Es ist ‘ne Riesenkonjunktur für Rattenfänger,
Für Trittbrettfahrer und Schmiergeldempfänger,
‘ne Zeit für Selbstbediener und Geschäftemacher,
Scheinheiligkeit, Geheuchel und Postengeschacher.

_Posten _son puestos de trabajo, si no me equivoco. _Geschacher _vendría a ser algo así como "trapichear". Ergo una persona que trapichea con puestos de trabajo. ¿Cuál os parece la palabra más fiel en castellano? Parece mentira que un tema tan en vigor como éste y hoy no sea capaz de pensar en una palabra definitoria...

Danke schön!


----------



## Geviert

Una persona que trabaja en un ETT (empresa de trabajo temporal).


----------



## Sowka

_Husby_ said:


> Scheinheiligkeit, Geheuchel und Postengeschacher.
> 
> _Posten _son puestos de trabajo, si no me equivoco.
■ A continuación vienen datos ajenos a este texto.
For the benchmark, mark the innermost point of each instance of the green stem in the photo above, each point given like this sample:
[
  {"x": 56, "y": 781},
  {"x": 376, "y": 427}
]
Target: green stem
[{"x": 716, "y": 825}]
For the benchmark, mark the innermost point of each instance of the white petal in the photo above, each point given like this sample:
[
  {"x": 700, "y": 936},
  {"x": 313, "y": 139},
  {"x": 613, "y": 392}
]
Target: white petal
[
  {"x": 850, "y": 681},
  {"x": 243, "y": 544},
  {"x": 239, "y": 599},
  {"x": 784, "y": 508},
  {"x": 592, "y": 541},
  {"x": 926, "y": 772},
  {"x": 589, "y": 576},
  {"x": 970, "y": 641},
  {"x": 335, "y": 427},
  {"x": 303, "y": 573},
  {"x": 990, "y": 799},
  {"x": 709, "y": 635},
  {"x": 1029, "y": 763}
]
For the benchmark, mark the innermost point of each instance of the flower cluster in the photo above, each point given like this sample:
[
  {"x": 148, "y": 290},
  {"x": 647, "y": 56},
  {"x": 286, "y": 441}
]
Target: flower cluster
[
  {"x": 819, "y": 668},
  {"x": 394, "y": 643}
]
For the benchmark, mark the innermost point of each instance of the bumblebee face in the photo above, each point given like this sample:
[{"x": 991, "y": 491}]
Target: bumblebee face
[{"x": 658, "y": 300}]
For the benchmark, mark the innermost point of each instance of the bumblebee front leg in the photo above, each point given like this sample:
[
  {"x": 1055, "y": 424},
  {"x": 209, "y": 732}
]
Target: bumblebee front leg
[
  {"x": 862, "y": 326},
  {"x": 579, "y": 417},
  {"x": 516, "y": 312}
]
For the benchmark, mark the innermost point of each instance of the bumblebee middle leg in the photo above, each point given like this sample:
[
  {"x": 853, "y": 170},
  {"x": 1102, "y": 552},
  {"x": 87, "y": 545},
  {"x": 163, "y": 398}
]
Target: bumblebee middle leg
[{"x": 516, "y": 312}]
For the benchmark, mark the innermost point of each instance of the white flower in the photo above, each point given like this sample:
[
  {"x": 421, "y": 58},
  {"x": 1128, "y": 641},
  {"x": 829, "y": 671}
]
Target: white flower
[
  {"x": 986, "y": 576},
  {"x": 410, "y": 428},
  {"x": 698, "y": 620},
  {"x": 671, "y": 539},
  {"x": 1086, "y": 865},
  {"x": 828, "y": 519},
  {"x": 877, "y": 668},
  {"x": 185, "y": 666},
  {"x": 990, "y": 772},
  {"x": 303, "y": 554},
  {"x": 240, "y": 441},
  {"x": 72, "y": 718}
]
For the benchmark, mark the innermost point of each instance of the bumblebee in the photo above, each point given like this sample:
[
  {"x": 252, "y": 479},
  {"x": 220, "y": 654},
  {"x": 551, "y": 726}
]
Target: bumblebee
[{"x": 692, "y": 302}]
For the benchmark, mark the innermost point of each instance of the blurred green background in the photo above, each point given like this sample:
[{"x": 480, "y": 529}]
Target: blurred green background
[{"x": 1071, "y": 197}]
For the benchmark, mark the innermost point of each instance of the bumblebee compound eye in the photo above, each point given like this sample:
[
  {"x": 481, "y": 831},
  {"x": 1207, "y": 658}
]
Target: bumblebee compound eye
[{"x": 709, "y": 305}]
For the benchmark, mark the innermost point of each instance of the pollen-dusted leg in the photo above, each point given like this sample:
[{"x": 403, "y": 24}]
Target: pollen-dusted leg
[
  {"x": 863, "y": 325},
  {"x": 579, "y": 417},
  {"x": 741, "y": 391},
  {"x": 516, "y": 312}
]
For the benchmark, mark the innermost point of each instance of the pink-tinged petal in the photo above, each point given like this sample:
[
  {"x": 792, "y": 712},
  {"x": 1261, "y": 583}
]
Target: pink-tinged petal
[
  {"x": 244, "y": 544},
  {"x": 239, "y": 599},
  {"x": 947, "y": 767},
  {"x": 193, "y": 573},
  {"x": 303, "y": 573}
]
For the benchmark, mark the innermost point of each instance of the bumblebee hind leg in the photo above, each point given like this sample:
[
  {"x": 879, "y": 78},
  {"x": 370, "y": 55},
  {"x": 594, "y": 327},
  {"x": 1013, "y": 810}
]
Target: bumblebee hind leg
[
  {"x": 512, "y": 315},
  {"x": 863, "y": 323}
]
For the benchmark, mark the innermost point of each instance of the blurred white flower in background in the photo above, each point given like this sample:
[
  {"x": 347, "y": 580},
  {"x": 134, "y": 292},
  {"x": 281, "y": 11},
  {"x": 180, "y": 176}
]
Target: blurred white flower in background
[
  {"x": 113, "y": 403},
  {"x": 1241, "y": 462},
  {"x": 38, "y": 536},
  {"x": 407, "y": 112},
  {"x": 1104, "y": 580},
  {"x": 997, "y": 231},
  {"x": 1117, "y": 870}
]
En esta palabra, "Posten" son cargos políticos, por ejemplo diputado, ministro, líder de un partido o de un sindicato. "Postengeschacher" significa que una persona que tiene un cargo poderoso ayuda, de una manera encubierta, a otra persona en ocupar un cargo poderoso y viceversa. Normalmente, el solo fin de estas acciones es: Ganar poder (y dinero).

Edit: "Schachern" es "regatear". Es un proceso "hoy por ti, mañana por mí".


----------



## _Husby_

Vaya, gracias por la aclaración. Por tu explicación me viene a la mente la palabra coloquial "enchufista", pero no consigo dar con el término formal adecuado. Quizás alguien más pueda.


----------



## Sowka

Hola 

No es enchufismo exactamente. Mi frase "... ganar poder ..." no es tan correcta. 

Este proceso es usado por dos partidos A y B, por ejemplo, para excluir partido C del poder. Por ejemplo, hay tres posiciones vacantes en un comité. Los partidos A y B no quieren que el partido C gane una de estas posiciones. Por eso, de una manera encubierta, hacen un compromiso: "Partido A gana dos posiciones en este comité y partido B gana una. En compensación, partido B ganará dos posiciones en un otro comité y partido A renunciará a estas posiciones".

El efecto es que los dos partidos que hacen este "Postengeschacher" tendrán todos los cargos, y el partido C ninguno.


----------



## _Husby_

¡Aaah! Pues sí, no es como lo había entendido antes. Pero por lo que comentas sí que teine más que ver con el "trapicheo" que con "regatear". No tengo ni idea de si esto recibe un nombre en español, pero uno tiene la impresión de que en los otros idiomas siempre hay una palabra para todo, especialmente en alemán que formáis palabras compuestas tan fácilmente. 

Por cierto, si tu idioma materno es el alemán, debo decir que tienes un español excelente. ¡Ojalá yo me expresara como tú en alemán!


----------